Yépez’s suggestion of Olson’s totalitarian thinking connects to his “theory” of Olson and his poetics as stamps of the imperial empire. If Yépez’s thinking on Olson is examined, however, it is clear that at no point does he let the salient facts and relationships of Olson’s life get in the way of his theory about Olson as the master poet of empire. Yes, unfortunately the editors are right, he has gone beyond Olson, way beyond Olson, so much so that Olson has turned into a ghost. In addition, nowhere in his book does Yépez specifically refer to a political policy or position of his own or Olson’s. Does his “theory” not seem self-evidently backwards when two elder poets, Amiri Baraka and Jack Hirschman, known not only for their clear anti-imperialist politics but for being eyewitnesses to Olson’s life and poetry, come forward and find it necessary to critique Yépez’s suggestion that Olson and his poetry and prose reflect the impulses of a totalitarian and imperialist servant of empire? If Yépez’s book were a film, it would be as if George Lucas had storyboarded a fantastical empire of lost memory from which Charles Olson has gone missing. One could conclude that Yépez needs a little history, since his history can only be called fantasy or revisionist. A group of poets have gathered, Il Gruppo, and are concerned.

Il Gruppo has noted this “dismantling” of Olson as a trend, a pattern: for the last several decades, following every emergence of new interest in Olson, there is an inevitable backlash — usually under the guise of Olson as patriarchal misogynist on the one hand, or grand failure on the other. But now, inexplicably, fantastically, he has been morphed into the imperialist emissary of empire. Why has this happened?

Members of Il Gruppo (Amiri Baraka, Jack Hirschman, Ammiel Alcalay, Carlos b. Carlos Suarès, Benjamin Hollander, and others) intend to respond in a place and form where such a debate — usually sublimated into one or another mode of theoretical double-speak, political correctness, or “fair and balanced” flattening of positions — might actually be forced out into the open. We will point to commentaries diametrically opposed to Yépez’s claims about Olson. For example, we would point to Diane di Prima’s lecture on Olson in which she recalls asking Olson

“When did America go bad? Was it after Jefferson? Was it late as Andrew Jackson and the stuff with a national bank?” Charles answered me instantly. Conspiratorially. Leaning close to my ear, he half-whispered in that gruff voice he used when he particularly wanted to underscore what he was saying: Rotten from the very beginning. Constitution written by a bunch of gangsters to exploit a continent.

Or we would point to comments by Olson’s Japanese translator, Yorio Hirano, who writes that Olson’s

Maximus Poems is a book of quest. Maximus, who wishes to find innocence in the beginning of America, finds the fact that the beginning has already been contaminated by the filth of commercialism and nascent capitalism brought there by Pilgrim Fathers.
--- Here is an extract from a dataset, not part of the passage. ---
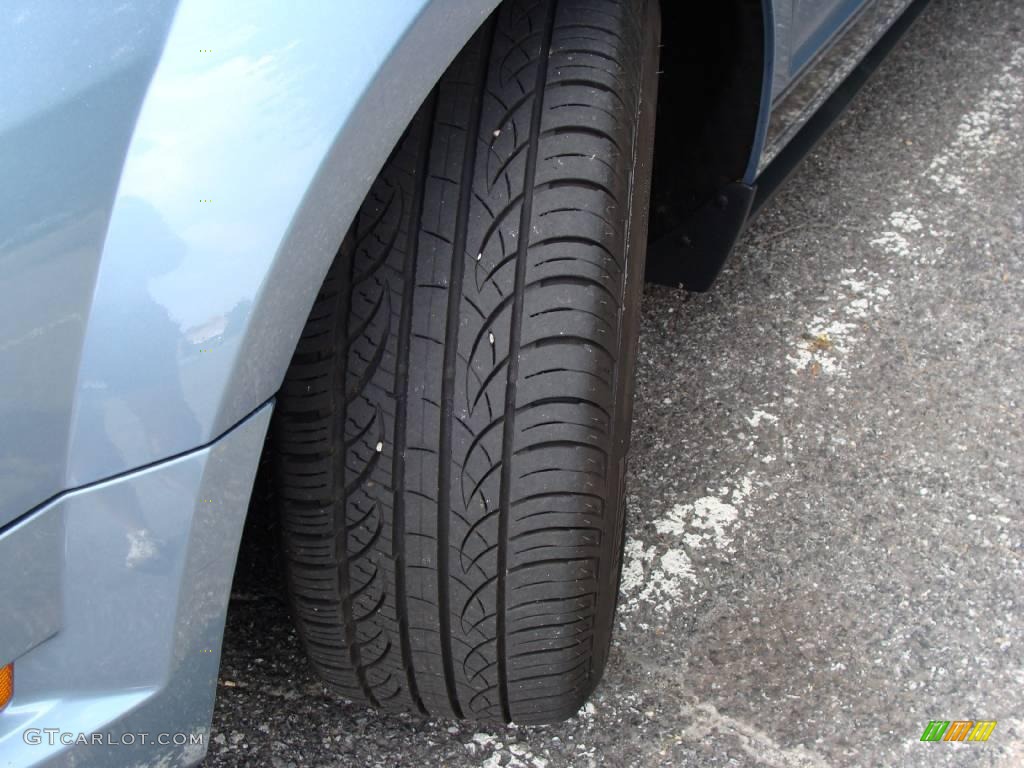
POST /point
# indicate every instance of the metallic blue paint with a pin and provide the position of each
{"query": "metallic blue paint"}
(147, 561)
As with any response to a revisionist historian’s subject, it is not so much the subject — in this case, Olson — which needs to be defended: his poetry and the facts of his life will do just fine in speaking for themselves. This is why it is difficult for Il Gruppo to buy into defending Olson as if we were presenting just another perspective in order to have a fair and balanced counter to Yépez’s so-called history. This move would mock the facts of Olson’s life. Are astronomers in the name of “fairness and balance” asked to present “the other side” to those who believe the moon is made of green cheese?

Rather, Il Gruppo intends to directly address Yépez’s claims, most importantly why they are being made, why and by whom they are seriously being entertained, their purported basis, and how they fall into a pattern of attacks on Olson. The space and form where such issues will be forced into the open is still under discussion.